Researchers at the Sapienza University of Rome have developed an algorithm that can detect the activity of an Android app operating through Tor traffic.
Notably, the newly developed algorithm cannot give away user-identifying details such as IP addresses, thus it isn’t a deanonymization script.
However, what the app can detect is whether or not the Tor user is using an Android app.
The researchers hail from Sapienza University’s Department of Computer, Control and Management Engineering.
Last month, they published a study sharing all the details of their Tor findings.
Inside their report [PDF], the researchers have revealed many things among which is their plan to also disclose their algorithm’s code.
The publication adds to the findings of past studies on the subject, which analyzed Tor’s TCP packet flows and categorized traffic into eight different types: email, chat, browsing, video streaming, audio streaming, file transfers, P2P and VoIP.
10 Selected Apps Studied
The computer engineering researchers at Sapienza University of Rome used a similar method like the used by the Canadian Institute for Cybersecurity in the aforementioned research.

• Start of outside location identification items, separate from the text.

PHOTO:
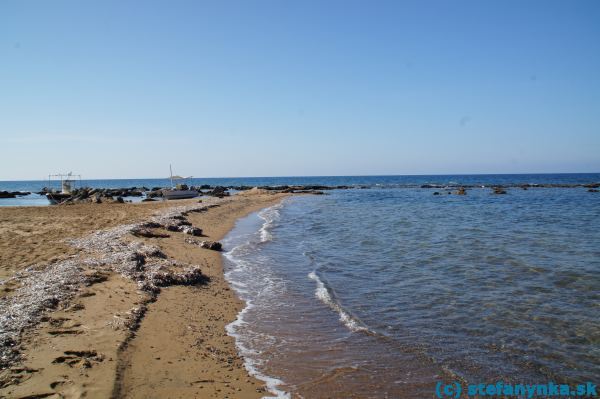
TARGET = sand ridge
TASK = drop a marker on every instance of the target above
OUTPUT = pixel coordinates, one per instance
(114, 338)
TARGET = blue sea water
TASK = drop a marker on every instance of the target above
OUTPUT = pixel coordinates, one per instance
(34, 186)
(381, 292)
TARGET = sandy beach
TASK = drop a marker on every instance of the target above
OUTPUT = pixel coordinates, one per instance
(116, 300)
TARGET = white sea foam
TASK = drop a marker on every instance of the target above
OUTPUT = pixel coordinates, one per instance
(322, 293)
(270, 216)
(238, 329)
(250, 362)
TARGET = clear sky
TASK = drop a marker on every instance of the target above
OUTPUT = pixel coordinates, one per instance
(120, 89)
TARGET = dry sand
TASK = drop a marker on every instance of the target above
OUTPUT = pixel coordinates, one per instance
(94, 344)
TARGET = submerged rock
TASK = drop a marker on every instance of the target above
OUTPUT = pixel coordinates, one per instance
(193, 231)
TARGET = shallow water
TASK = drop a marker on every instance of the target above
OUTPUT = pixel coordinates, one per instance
(379, 293)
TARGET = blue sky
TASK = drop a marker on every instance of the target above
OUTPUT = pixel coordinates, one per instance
(117, 89)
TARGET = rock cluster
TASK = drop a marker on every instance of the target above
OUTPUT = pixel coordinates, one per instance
(13, 194)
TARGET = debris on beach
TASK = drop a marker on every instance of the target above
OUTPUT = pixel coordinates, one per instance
(47, 287)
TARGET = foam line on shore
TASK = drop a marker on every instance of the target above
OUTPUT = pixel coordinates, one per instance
(269, 216)
(323, 294)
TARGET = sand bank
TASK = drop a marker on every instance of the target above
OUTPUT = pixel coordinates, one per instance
(121, 324)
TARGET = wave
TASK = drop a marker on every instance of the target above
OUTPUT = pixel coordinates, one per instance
(236, 329)
(270, 216)
(324, 295)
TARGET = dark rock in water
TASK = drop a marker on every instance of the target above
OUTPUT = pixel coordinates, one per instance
(218, 191)
(213, 245)
(95, 199)
(193, 231)
(154, 193)
(6, 194)
(172, 227)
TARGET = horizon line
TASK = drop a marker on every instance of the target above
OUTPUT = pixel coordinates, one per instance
(311, 176)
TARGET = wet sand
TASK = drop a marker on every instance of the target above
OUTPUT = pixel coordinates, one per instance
(110, 338)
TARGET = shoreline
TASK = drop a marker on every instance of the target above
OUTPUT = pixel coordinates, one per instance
(117, 336)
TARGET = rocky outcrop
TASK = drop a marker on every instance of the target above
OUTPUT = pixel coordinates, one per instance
(13, 194)
(212, 245)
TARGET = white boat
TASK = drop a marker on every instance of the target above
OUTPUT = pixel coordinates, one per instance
(67, 184)
(178, 191)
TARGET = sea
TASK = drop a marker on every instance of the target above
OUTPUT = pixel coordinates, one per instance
(384, 289)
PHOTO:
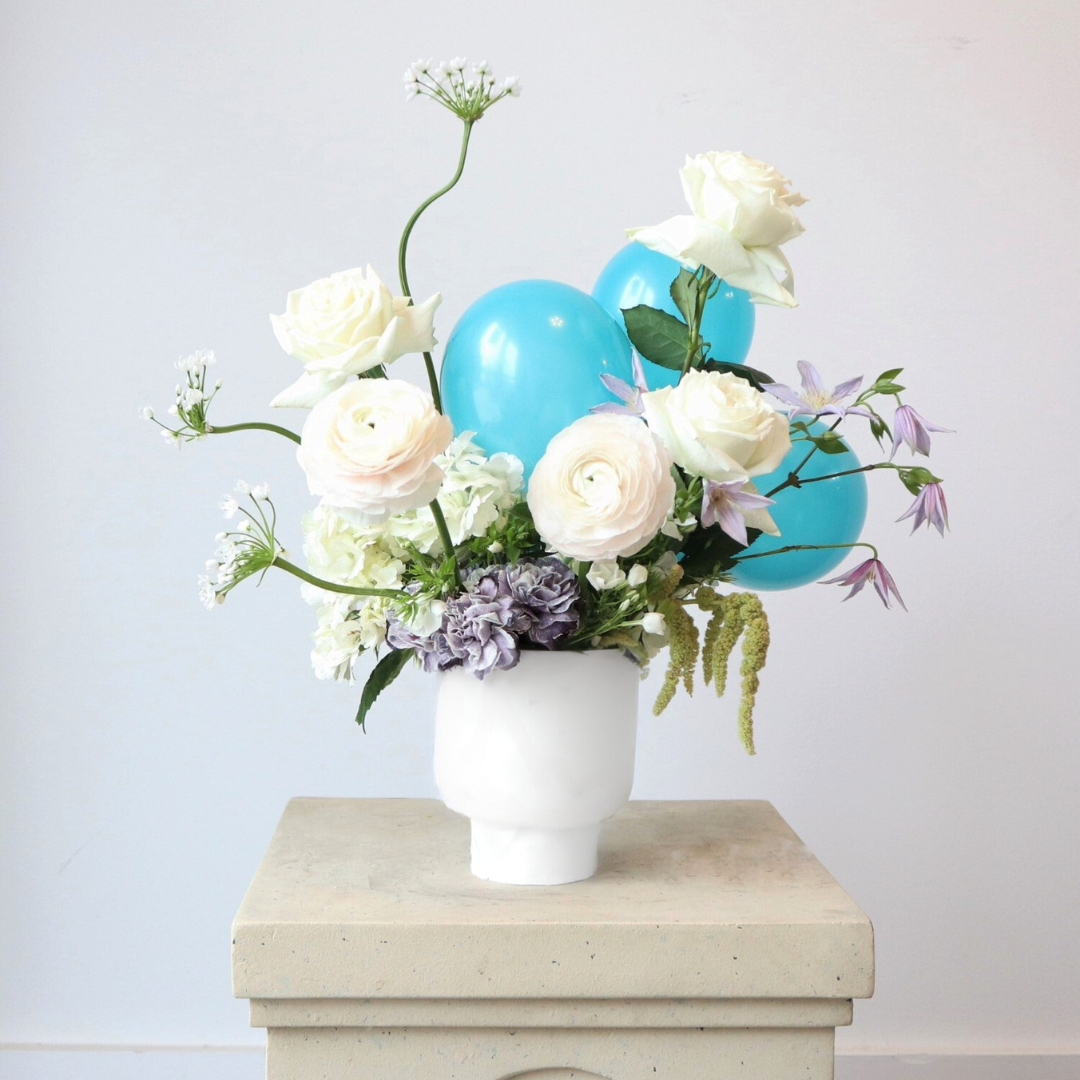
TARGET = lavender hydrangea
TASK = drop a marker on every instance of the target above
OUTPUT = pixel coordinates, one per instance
(481, 630)
(548, 592)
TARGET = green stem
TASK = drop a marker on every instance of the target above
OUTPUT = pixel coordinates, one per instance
(224, 429)
(403, 247)
(444, 536)
(332, 586)
(798, 468)
(805, 547)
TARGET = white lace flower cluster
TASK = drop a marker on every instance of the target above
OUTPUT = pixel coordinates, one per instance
(247, 549)
(192, 400)
(446, 82)
(477, 491)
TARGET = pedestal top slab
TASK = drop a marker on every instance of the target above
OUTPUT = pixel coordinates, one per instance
(373, 899)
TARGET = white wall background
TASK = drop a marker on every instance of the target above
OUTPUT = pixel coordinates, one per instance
(170, 171)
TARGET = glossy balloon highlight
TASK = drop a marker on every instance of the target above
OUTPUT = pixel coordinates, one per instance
(637, 274)
(525, 361)
(832, 511)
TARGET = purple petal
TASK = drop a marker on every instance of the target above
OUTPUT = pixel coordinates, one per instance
(751, 500)
(732, 523)
(890, 585)
(847, 388)
(811, 380)
(785, 394)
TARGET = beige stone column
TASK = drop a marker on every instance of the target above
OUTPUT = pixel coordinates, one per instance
(711, 944)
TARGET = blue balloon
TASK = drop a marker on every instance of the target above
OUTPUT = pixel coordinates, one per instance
(524, 362)
(829, 512)
(637, 274)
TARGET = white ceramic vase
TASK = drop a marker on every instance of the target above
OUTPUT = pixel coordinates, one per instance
(537, 757)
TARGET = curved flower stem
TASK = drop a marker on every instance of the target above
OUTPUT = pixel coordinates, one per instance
(795, 472)
(332, 586)
(444, 536)
(805, 547)
(221, 429)
(403, 247)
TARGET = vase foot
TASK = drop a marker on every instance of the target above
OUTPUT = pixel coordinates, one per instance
(512, 855)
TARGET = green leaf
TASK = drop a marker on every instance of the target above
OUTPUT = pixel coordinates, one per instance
(684, 292)
(752, 375)
(916, 477)
(829, 443)
(658, 336)
(382, 674)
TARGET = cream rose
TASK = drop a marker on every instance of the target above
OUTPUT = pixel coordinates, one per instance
(346, 324)
(718, 426)
(370, 447)
(603, 488)
(742, 212)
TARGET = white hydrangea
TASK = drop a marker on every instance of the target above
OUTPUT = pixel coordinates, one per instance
(347, 626)
(349, 554)
(476, 491)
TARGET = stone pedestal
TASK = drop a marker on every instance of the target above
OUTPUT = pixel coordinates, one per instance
(711, 945)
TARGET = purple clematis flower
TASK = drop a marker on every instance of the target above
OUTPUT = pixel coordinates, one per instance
(909, 428)
(872, 570)
(817, 400)
(630, 395)
(929, 508)
(727, 503)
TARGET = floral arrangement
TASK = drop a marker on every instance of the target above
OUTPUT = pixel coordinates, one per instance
(426, 547)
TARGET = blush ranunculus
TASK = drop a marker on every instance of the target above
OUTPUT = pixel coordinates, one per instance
(370, 447)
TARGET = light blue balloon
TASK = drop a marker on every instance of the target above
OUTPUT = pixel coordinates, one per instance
(525, 361)
(637, 274)
(829, 512)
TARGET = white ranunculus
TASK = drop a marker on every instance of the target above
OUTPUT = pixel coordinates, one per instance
(346, 324)
(742, 212)
(370, 447)
(718, 426)
(603, 488)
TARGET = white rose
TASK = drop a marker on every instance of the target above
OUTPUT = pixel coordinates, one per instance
(370, 447)
(603, 488)
(718, 426)
(741, 214)
(346, 324)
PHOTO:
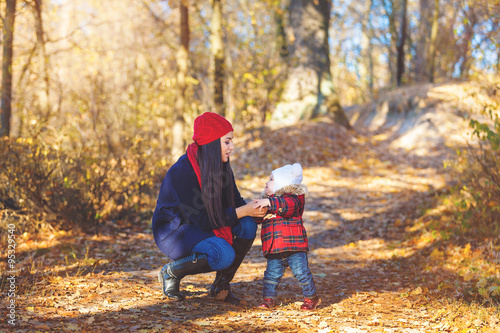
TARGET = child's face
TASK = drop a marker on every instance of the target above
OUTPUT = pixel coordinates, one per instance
(270, 186)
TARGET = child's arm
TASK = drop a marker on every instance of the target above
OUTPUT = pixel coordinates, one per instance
(285, 207)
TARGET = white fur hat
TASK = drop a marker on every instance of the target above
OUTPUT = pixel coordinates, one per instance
(287, 175)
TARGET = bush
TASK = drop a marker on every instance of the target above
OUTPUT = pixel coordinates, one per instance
(480, 170)
(73, 189)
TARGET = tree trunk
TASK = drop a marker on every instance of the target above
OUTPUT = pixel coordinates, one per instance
(309, 90)
(422, 49)
(217, 57)
(391, 8)
(466, 56)
(44, 93)
(432, 43)
(366, 63)
(401, 45)
(182, 64)
(6, 94)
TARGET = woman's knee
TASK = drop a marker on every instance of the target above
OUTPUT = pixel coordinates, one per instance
(246, 228)
(219, 252)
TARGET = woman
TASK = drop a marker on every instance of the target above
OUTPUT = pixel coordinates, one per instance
(201, 221)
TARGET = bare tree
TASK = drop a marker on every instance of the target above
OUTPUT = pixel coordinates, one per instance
(422, 47)
(309, 90)
(8, 40)
(432, 42)
(44, 93)
(401, 44)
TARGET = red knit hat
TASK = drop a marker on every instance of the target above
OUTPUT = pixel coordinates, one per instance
(209, 127)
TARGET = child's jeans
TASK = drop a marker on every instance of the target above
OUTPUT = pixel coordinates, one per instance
(300, 269)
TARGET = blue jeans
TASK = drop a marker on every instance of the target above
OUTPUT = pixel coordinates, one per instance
(220, 253)
(300, 269)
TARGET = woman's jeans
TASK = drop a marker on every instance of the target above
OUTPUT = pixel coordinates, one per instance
(300, 269)
(220, 253)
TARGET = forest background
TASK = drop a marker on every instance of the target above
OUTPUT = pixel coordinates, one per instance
(98, 97)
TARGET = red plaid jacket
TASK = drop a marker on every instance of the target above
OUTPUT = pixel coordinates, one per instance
(284, 230)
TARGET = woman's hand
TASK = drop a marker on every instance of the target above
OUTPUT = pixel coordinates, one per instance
(261, 203)
(250, 210)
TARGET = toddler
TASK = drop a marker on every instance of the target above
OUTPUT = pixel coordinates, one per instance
(284, 238)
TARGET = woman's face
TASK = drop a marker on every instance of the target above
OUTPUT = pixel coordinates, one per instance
(270, 186)
(226, 146)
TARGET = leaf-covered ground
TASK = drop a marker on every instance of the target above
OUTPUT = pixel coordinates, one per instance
(378, 262)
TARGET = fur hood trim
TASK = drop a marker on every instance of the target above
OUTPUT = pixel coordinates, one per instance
(295, 189)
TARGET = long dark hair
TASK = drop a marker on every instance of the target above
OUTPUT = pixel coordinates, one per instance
(216, 183)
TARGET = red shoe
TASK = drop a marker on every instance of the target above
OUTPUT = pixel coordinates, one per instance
(267, 303)
(310, 304)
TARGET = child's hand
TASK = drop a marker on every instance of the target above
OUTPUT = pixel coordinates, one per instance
(261, 203)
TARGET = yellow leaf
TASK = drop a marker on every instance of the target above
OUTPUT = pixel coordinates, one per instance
(436, 254)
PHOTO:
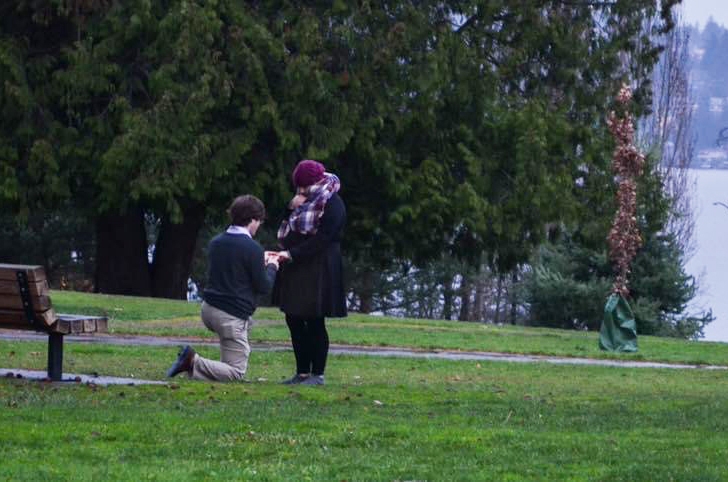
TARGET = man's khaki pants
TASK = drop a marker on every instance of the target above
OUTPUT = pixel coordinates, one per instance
(234, 347)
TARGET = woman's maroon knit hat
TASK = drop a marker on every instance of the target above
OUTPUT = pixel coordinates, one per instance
(308, 172)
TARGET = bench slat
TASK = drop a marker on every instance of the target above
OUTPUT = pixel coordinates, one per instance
(17, 317)
(34, 272)
(37, 288)
(76, 324)
(14, 302)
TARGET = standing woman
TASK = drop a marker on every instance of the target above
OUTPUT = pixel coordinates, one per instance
(310, 286)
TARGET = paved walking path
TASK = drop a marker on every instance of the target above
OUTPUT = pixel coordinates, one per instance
(363, 350)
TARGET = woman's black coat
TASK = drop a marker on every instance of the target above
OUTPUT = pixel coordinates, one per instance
(312, 285)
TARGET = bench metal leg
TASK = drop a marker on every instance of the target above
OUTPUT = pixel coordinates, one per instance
(55, 356)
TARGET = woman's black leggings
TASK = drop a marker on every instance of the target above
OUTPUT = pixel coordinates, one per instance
(310, 343)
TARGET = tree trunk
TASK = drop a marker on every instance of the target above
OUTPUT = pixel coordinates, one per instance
(366, 292)
(122, 266)
(447, 296)
(512, 296)
(498, 296)
(465, 288)
(173, 253)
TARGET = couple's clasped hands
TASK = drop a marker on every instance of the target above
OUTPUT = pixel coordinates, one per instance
(276, 257)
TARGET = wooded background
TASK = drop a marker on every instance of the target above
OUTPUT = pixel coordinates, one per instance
(470, 138)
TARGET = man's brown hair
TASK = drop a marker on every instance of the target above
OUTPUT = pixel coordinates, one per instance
(246, 208)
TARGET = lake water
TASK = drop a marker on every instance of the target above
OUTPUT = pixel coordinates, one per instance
(709, 264)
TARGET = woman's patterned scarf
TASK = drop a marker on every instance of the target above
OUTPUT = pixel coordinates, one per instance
(305, 218)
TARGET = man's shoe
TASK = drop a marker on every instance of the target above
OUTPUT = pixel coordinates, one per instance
(296, 379)
(314, 380)
(183, 363)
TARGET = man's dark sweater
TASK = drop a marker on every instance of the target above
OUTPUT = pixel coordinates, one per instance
(236, 274)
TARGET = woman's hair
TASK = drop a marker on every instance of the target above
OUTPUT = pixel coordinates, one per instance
(246, 208)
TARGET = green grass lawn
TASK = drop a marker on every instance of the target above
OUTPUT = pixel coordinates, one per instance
(376, 419)
(148, 316)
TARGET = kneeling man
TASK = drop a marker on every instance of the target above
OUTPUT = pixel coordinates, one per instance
(237, 273)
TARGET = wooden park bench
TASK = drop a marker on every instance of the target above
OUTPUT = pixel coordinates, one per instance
(25, 304)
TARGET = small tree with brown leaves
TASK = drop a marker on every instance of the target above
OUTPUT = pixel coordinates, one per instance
(627, 164)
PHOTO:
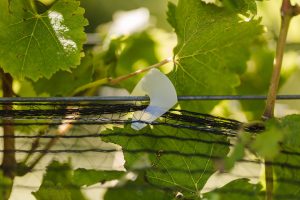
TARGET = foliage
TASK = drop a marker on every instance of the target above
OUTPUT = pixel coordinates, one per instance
(172, 155)
(212, 50)
(37, 45)
(221, 49)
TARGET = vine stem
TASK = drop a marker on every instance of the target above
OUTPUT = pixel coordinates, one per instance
(287, 13)
(120, 78)
(9, 158)
(270, 104)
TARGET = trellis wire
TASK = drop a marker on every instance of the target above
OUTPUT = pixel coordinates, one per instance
(98, 111)
(142, 98)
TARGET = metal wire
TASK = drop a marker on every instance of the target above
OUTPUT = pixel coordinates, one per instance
(143, 98)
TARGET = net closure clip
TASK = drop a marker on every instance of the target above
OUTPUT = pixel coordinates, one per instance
(162, 96)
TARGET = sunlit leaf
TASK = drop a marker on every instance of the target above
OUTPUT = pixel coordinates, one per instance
(36, 45)
(212, 50)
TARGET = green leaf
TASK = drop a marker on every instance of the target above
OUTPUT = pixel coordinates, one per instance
(266, 144)
(136, 190)
(66, 82)
(212, 50)
(286, 178)
(84, 177)
(57, 184)
(238, 189)
(256, 79)
(138, 52)
(242, 6)
(182, 160)
(36, 45)
(5, 186)
(286, 163)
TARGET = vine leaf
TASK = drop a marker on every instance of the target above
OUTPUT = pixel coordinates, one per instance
(287, 176)
(87, 177)
(67, 81)
(36, 45)
(181, 160)
(57, 184)
(237, 189)
(212, 50)
(130, 191)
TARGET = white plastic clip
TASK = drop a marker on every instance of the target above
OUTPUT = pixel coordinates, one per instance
(162, 96)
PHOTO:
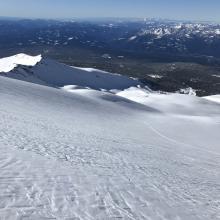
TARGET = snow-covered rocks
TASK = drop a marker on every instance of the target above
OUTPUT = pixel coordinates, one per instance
(9, 63)
(51, 73)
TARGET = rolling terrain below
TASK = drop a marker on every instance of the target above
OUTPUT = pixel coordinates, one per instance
(104, 153)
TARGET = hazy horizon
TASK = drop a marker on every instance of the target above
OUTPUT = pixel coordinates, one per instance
(198, 10)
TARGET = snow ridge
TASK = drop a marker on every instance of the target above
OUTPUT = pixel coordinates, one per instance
(9, 63)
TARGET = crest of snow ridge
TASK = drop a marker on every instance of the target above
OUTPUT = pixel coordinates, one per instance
(9, 63)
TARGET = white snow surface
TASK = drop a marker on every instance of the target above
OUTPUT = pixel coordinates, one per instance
(9, 63)
(95, 155)
(81, 153)
(52, 73)
(213, 98)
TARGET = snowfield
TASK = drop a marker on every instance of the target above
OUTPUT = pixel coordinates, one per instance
(9, 63)
(79, 153)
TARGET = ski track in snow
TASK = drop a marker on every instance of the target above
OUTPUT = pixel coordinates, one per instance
(71, 156)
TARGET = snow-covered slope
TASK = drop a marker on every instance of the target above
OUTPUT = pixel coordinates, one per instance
(9, 63)
(213, 98)
(50, 72)
(94, 155)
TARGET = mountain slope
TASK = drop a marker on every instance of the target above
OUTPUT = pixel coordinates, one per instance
(94, 155)
(50, 72)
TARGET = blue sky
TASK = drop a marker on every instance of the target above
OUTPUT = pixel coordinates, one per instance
(172, 9)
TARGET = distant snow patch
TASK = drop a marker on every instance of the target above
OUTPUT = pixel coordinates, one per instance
(155, 76)
(132, 38)
(9, 63)
(213, 98)
(187, 91)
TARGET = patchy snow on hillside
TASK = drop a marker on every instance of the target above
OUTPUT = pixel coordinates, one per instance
(9, 63)
(51, 73)
(120, 152)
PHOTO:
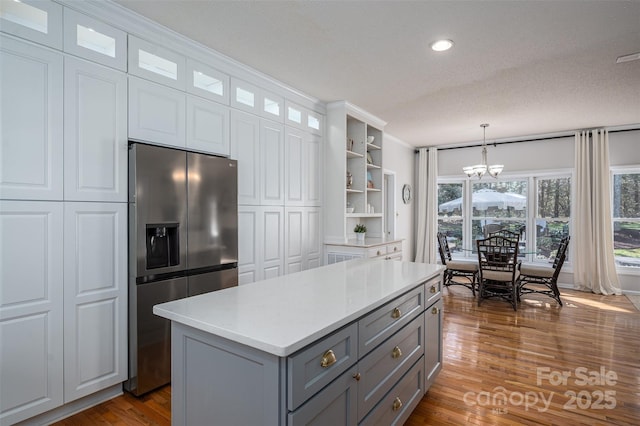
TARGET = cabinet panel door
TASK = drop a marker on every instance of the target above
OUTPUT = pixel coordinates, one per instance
(95, 282)
(433, 342)
(271, 163)
(313, 237)
(207, 126)
(31, 153)
(95, 117)
(245, 147)
(31, 309)
(37, 21)
(313, 171)
(156, 113)
(248, 244)
(294, 240)
(94, 40)
(272, 238)
(296, 166)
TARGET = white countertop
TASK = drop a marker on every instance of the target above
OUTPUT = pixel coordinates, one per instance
(368, 242)
(284, 314)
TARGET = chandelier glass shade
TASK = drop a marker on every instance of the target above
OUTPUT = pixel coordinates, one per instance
(480, 170)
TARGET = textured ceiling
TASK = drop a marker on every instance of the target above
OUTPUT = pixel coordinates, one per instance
(525, 67)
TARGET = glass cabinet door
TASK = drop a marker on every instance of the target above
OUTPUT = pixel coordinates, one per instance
(94, 40)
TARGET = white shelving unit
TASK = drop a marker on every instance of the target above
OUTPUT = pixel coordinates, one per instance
(355, 146)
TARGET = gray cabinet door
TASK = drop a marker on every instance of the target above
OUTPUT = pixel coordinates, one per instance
(433, 342)
(336, 405)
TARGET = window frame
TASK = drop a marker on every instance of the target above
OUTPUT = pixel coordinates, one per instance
(531, 177)
(620, 170)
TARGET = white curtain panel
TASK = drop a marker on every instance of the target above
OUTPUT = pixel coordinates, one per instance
(427, 199)
(592, 240)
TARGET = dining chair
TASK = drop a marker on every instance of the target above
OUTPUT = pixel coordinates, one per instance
(499, 272)
(544, 279)
(467, 271)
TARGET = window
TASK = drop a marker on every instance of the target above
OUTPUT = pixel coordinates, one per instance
(553, 201)
(626, 218)
(450, 214)
(500, 203)
(538, 207)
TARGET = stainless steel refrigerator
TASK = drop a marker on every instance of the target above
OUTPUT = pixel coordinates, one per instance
(183, 241)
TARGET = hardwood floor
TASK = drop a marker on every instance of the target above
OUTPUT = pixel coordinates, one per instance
(541, 365)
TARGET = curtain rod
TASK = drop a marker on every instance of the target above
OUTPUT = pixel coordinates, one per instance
(521, 140)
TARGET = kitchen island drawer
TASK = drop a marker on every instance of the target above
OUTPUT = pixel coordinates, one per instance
(397, 405)
(379, 325)
(311, 369)
(432, 290)
(384, 366)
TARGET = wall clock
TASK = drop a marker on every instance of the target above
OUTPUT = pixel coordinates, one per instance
(406, 193)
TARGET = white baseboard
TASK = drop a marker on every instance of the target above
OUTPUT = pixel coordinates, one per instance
(74, 407)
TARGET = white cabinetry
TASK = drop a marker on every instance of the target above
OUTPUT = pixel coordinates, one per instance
(303, 159)
(259, 148)
(31, 153)
(38, 21)
(94, 40)
(207, 126)
(354, 153)
(95, 147)
(156, 63)
(31, 308)
(271, 163)
(303, 238)
(95, 294)
(156, 113)
(207, 82)
(260, 243)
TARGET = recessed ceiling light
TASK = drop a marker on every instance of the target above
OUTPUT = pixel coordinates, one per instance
(441, 45)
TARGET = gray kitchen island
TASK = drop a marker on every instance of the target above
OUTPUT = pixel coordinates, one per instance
(351, 343)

They analyzed the TCP packets running through a Tor connection in order to find patterns specific to certain Android apps.
They trained the algorithm they developed with the Tor traffic patterns of 10 different apps: Instagram, Facebook, uTorrent, Skype, the Tor Browser Android app, Spotify, Twitch, YouTube, Replaio Radio and DailyMotion.
Then, they were able to aim the algorithm at Tor traffic and recognize if the user was using one of the 10 apps.
Findings from the Experiment
The results of the test showed a 97.3 percent algorithm accuracy.
Nonetheless, the algorithm they developed isn’t as ideal as it sounds.
For instance, the algorithm can be used only if there isn’t any background traffic, which means it only works when the user is utilizing only one app on their mobile device and nothing else.
If there are too many apps running at the same time in the background, the TCP traffic patterns are jumbled and the efficiency of the algorithm drops.
The accuracy of some results is also problematic. For example, media streaming-based apps like Spotify or YouTube produce similar traffic patterns that can lead to false positives.
There can also be an issue with apps such as Instagram, Facebook and the Tor Browser app, and their lengthy idle periods—as they go through the accessed content, the user activity goes silent.
The researchers plan to experiment with additional apps and machine learning algorithms in the future, and they also stated that they plan to release the code to their algorithm to the public.